Wednesday, May 29, 2013

The Witness review

The Witness

I unashamedly love Nora Roberts. I've been reading her books since I was twelve and I still rush to get her releases as soon as they come out. Technically, I read The Witness when it came out last year but it was released in paperback a couple of weeks ago so I am reviewing it now.

The Witness is quite possibly the best novel Roberts has released in years - and that's saying something given that I have yet to read one of her books that I haven't enjoyed immensely! 

I loved Elizabeth/Abigail - she reminded me just a little of Sheldon Cooper on the Big Bang Theory. She is socially awkward but trying to have a normal life and interact with people without standing out. She's crazy smart but understands that doesn't necessarily help her in dealing with people and she doesn't throw it in everyone's face all the time. 

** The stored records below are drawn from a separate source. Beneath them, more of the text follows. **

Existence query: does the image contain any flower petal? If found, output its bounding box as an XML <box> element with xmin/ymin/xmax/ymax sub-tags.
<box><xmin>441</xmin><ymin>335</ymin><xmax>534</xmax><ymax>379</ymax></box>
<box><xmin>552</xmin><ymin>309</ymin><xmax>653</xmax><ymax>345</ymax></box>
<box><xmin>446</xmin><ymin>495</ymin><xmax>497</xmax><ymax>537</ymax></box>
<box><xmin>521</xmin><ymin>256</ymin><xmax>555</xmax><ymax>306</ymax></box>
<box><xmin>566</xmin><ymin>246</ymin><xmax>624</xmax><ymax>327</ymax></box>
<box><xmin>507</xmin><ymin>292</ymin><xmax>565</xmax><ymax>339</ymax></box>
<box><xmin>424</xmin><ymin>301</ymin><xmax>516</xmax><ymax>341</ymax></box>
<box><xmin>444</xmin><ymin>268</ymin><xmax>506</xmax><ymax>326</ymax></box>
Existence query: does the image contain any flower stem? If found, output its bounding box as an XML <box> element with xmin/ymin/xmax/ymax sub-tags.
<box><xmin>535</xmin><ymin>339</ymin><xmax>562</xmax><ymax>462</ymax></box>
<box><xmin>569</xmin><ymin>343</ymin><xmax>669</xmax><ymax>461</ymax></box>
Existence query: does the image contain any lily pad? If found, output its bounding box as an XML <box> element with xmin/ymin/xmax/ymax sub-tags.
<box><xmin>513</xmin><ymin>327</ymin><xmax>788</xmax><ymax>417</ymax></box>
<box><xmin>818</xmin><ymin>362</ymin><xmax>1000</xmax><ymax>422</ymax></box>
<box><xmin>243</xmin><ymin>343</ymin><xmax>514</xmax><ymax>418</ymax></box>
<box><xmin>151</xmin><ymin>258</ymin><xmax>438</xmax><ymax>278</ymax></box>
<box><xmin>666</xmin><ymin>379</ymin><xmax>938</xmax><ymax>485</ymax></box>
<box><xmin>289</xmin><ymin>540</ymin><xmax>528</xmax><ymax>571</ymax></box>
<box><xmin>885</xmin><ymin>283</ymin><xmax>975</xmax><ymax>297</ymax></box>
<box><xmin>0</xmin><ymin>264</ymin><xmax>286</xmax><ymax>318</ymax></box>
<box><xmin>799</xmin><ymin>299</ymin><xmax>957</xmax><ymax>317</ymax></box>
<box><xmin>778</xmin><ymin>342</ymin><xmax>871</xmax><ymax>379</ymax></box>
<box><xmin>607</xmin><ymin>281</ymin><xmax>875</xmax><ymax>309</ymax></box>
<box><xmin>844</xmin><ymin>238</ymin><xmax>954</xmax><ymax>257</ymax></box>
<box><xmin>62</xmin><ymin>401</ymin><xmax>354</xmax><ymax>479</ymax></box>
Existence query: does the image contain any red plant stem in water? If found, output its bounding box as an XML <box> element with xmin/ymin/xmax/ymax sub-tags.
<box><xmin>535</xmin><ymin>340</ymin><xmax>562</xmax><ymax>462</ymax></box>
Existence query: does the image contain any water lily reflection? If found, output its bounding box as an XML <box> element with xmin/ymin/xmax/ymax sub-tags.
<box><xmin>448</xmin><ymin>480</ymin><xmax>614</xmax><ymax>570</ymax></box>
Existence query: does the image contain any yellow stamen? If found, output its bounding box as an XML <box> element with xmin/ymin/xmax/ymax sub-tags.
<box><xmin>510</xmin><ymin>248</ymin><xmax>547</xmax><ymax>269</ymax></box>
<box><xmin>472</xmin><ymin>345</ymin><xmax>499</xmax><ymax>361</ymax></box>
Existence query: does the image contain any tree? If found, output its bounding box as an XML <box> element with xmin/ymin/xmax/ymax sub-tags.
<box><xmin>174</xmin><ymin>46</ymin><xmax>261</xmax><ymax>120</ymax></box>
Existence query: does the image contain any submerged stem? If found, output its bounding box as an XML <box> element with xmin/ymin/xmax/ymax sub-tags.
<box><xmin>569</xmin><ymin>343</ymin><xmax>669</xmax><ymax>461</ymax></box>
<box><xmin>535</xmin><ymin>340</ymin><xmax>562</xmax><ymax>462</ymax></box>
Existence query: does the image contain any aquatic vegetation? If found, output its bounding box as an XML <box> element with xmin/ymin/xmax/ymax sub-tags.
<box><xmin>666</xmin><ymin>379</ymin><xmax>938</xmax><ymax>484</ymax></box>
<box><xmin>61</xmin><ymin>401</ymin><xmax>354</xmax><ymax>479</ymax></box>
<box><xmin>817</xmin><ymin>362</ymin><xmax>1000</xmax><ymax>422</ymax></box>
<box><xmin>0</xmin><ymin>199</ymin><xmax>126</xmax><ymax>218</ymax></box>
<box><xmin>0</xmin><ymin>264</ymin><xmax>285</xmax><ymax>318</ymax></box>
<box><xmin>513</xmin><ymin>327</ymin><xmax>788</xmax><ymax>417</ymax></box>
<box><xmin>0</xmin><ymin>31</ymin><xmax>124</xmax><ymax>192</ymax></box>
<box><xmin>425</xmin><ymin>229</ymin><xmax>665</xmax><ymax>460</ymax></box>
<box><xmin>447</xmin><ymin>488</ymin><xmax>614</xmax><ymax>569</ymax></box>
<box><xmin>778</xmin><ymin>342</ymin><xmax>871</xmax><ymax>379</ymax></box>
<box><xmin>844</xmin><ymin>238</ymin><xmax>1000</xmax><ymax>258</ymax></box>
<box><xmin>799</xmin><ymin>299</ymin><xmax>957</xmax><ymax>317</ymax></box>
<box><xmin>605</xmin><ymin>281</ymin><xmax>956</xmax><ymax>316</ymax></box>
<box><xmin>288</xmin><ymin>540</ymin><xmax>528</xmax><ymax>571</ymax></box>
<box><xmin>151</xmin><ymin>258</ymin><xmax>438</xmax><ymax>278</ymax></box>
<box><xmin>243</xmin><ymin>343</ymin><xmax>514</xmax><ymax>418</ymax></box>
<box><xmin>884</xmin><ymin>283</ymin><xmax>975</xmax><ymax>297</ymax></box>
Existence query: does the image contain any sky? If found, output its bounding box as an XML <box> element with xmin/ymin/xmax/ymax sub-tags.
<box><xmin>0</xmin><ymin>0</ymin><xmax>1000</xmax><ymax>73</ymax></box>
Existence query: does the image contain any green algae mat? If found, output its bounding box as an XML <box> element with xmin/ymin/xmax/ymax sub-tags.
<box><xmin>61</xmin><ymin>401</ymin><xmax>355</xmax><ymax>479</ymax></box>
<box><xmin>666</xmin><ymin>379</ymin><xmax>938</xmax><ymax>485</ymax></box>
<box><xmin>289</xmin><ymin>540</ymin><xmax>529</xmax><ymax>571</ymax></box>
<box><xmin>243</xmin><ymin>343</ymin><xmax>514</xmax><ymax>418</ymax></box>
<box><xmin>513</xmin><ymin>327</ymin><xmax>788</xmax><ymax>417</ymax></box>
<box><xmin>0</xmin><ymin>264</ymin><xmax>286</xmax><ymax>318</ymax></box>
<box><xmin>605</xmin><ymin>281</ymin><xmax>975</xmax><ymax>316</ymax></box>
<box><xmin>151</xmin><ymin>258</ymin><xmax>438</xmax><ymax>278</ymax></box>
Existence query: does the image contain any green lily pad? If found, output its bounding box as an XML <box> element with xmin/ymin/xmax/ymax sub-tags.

Brooks is a fairly typical small town cop. He's funny, patient, caring, and protective. Plus, Abigail revs up his curiosity and he just can't seem to stop trying to figure her out. His love of law and justice are tempered by an understanding that not everything in life is black and white and sometimes the law can't apply. 

The Witness' small town setting and local personalities are vividly written and it's easy to immerse yourself in the world Roberts has created. My heart alternately ached and pounded while reading the book as I rooted for the characters and waited for what would happen next. If you haven't read, The Witness yet I recommend doing so at the earliest opportunity.


Daughter of a controlling mother, Elizabeth finally let loose one night, drinking at a nightclub and allowing a strange man's seductive Russian accent lure her to a house on Lake Shore Drive. The events that followed changed her life forever.

Twelve years later, the woman known as Abigail Lowery lives on the outskirts of a small town in the Ozarks. A freelance programmer, she designs sophisticated security systems--and supplements her own security with a fierce dog and an assortment of firearms. She keeps to herself, saying little, revealing nothing. But Abigail's reserve only intrigues police chief Brooks Gleason. Her logical mind, her secretive nature, and her unromantic viewpoints leave him fascinated but frustrated. He suspects that Abigail needs protection from something--and that her elaborate defenses hide a story that must be revealed.